Breakfast: Apple Sandwiches! Yum!
Lunch: Sweet Potato Soup, topped with bacon, and served with a side of roasted green beans
Note: Another loser recipe for us…it could be that I used sweet potato instead of butternut squash, or maybe it was because there was ginger in it? I don’t know, but it just had no flavor depth…it was weird, and I was a good sport and ate it for lunch, but nada. I’m not going to make this one again. Whomp…
Note: Okay, so after yesterday’s complete failure, I couldn’t let myself be defeated, so I decided to try again, and this time, I kept the bacon separate, no carrots, and used tenders like I did over the weekend. The covering was the Ranch spice mix linked, and I used almond flour instead of coconut flour, and I cooked the bacon separately, cutting them into bite-sized pieces to top each nugget with. They were BOMB! And I liked this ranch recipe way more than the other, but Frankie has this weird gift where he can tell when something isn’t actual dairy…it’s the main reason he hasn’t jumped on the almond milk/coconut milk bandwagon that I’ve become a part of. And I know this because I have tried purchasing other kinds of milk (ranging from fat free to 2%) and he hasn’t liked ANY of them. If it’s not Oberweis 2% milk, he won’t drink it. It’s weird, and I have no idea how he can tell, but he can…so Whole30 Ranch is not going to be a thing for him. Ohhhhh well, still a great dish, and a VERY easy to make appetizer! Possibly one that will make a reappearance at our annual XMAS party!
Breakfast: Pineapple Strawberry Smoothie Bowl, the right way…
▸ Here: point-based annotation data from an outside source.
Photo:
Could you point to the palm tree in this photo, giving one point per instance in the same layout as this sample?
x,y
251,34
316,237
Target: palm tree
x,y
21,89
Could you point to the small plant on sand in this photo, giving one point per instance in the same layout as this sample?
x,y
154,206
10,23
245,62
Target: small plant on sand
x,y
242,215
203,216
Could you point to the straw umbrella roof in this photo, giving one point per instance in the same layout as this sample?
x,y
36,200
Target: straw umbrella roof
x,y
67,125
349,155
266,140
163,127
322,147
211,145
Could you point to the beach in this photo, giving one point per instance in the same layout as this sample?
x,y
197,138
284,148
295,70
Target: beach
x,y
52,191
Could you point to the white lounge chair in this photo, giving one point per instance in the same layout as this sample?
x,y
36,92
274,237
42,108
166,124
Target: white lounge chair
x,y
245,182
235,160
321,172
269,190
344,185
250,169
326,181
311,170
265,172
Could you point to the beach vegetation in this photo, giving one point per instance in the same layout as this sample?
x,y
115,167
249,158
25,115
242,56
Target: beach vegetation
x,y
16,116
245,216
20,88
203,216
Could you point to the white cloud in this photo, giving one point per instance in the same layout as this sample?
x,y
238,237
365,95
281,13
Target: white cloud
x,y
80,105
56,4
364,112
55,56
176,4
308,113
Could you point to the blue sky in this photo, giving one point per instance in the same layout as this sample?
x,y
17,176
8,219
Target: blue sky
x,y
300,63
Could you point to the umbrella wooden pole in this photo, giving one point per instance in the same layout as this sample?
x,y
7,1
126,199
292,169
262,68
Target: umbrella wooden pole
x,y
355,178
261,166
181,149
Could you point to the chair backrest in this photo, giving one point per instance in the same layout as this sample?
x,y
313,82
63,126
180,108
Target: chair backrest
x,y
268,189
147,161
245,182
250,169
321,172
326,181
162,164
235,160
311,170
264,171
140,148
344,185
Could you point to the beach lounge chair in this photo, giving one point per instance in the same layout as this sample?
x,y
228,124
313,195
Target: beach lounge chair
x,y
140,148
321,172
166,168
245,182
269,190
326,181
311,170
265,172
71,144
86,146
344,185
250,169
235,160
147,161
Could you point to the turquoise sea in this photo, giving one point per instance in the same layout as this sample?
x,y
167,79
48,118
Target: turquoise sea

Lunch: Chicken Piccata with Green Beans
Note: I made this last night, and it was SUPER easy to make! However, 1) I did not butterfly my chicken breasts and kept them whole. 2) I did not coat them (didn’t feel like it, and frankly, I don’t always like the coating), just salt & pepper, and pan seared them to almost fully cooked. 3) Once I removed them, I added in the stock, lemon juice, and capers, let it bubble, then added the chicken back in, and stuck it in the oven (375℉ for 15 minutes), adding a bunch of green beans, garlic, and lemon slices at the 8 minute mark. I did check the chicken with my meat thermometer at the 15 minute mark to make sure it was fully cooked, and if it isn’t, check again every 1 minute till it is. But it was easy and it came out smelling great! Frankie even had the smallest portion for dinner last night because it was fresh, and he ate every bite!